I’m fortunate. Like most people, I’ve never been in a serious car accident but accidents do happen and seat belts save lives. I must have been on tens of thousands of car journeys and despite the fact that I’d be no worse off if I’d never worn a seat belt, I still do and always will. So when a software provider says in answer to the question “What if something goes wrong?” and they say “But it shouldn’t” you have to question their judgement.

Flat Logo Light GreenThis kind of muddled thinking often happens when non-procurement people get involved in contract negotiations. They use the contract to describe what is supposed to happen – supplier provides a service, buyer pays – but they don’t pay enough attention to the bit about “what if something goes wrong?”

I’m reminded of this when P2P vendors talk about P.O. flip. For those unfamiliar with P.O. flip, it is a means of creating a digital invoice from a digital P.O. If I am a buyer and I create a purchase order from an online catalogue, it is reasonable to assume that the invoice information will reflect very closely what the P.O. information contained. It is possible therefore to effectively use the same information and “flip” the P.O. data to create an invoice. In this way, the invoice and the P.O. will always match.

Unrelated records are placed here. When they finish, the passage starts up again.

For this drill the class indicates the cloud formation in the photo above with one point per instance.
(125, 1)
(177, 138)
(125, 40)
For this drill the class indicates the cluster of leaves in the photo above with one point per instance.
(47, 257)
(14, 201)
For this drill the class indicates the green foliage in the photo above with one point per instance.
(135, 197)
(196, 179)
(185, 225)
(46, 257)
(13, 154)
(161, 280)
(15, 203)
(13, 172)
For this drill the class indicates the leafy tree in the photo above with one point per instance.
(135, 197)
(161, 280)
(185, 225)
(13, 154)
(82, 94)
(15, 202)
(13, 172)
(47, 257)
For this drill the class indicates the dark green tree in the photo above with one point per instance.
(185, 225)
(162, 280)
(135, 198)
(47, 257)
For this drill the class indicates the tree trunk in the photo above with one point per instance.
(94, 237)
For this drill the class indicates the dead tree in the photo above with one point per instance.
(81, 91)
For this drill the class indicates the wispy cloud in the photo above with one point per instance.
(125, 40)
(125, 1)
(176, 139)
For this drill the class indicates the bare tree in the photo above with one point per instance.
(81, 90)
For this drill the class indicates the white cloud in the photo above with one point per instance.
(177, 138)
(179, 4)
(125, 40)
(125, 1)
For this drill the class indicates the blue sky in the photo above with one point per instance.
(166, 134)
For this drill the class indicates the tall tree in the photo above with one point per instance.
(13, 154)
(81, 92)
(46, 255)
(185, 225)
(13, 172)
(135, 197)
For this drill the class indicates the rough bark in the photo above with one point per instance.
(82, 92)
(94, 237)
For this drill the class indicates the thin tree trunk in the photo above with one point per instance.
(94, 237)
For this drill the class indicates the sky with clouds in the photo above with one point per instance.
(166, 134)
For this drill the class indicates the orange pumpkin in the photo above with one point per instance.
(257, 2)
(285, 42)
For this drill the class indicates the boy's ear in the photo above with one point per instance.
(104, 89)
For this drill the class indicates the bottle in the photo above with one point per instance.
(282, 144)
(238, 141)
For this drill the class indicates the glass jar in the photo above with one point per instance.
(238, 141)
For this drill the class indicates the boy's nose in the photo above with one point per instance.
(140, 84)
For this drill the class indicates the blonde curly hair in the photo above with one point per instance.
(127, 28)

Auditors will see the flaw in this logic straight away. The assumption is that the P.O. is correct all of the time. There’s also an assumption that the full content of the P.O. is shipped by the supplier. But “there’s many a slip twixt cup and lip” as they say – which roughly translates to “there’s a lot that can go wrong”.

P.O. flip has its place. There are some categories of spend and some P.O. scenarios where the invoice is almost by definition going to be identical to the P.O. Corporate software licenses for example. There’s a catalogue of one product – a new user licence. There’s no delivery charge, no variance from one user to another – that works well. But, apart from simplistic purchase to pay situations, P.O. flip is flipping flawed because it has at its heart an assumption that things always happen the way they should.

When you say to a software supplier – “but what happens if things go wrong?” – the answer should not be “well it shouldn’t”. We know it shouldn’t – like I shouldn’t crash my car. But what if I do?

Procurement and P2P systems are supposed to automate P2P processes but if they focus only on simplistic scenarios or have at their core an assumption that things always happen as they should, they add little value because in the real world, you’d not be automating enough to deliver efficiency. P.O. flip isn’t enough.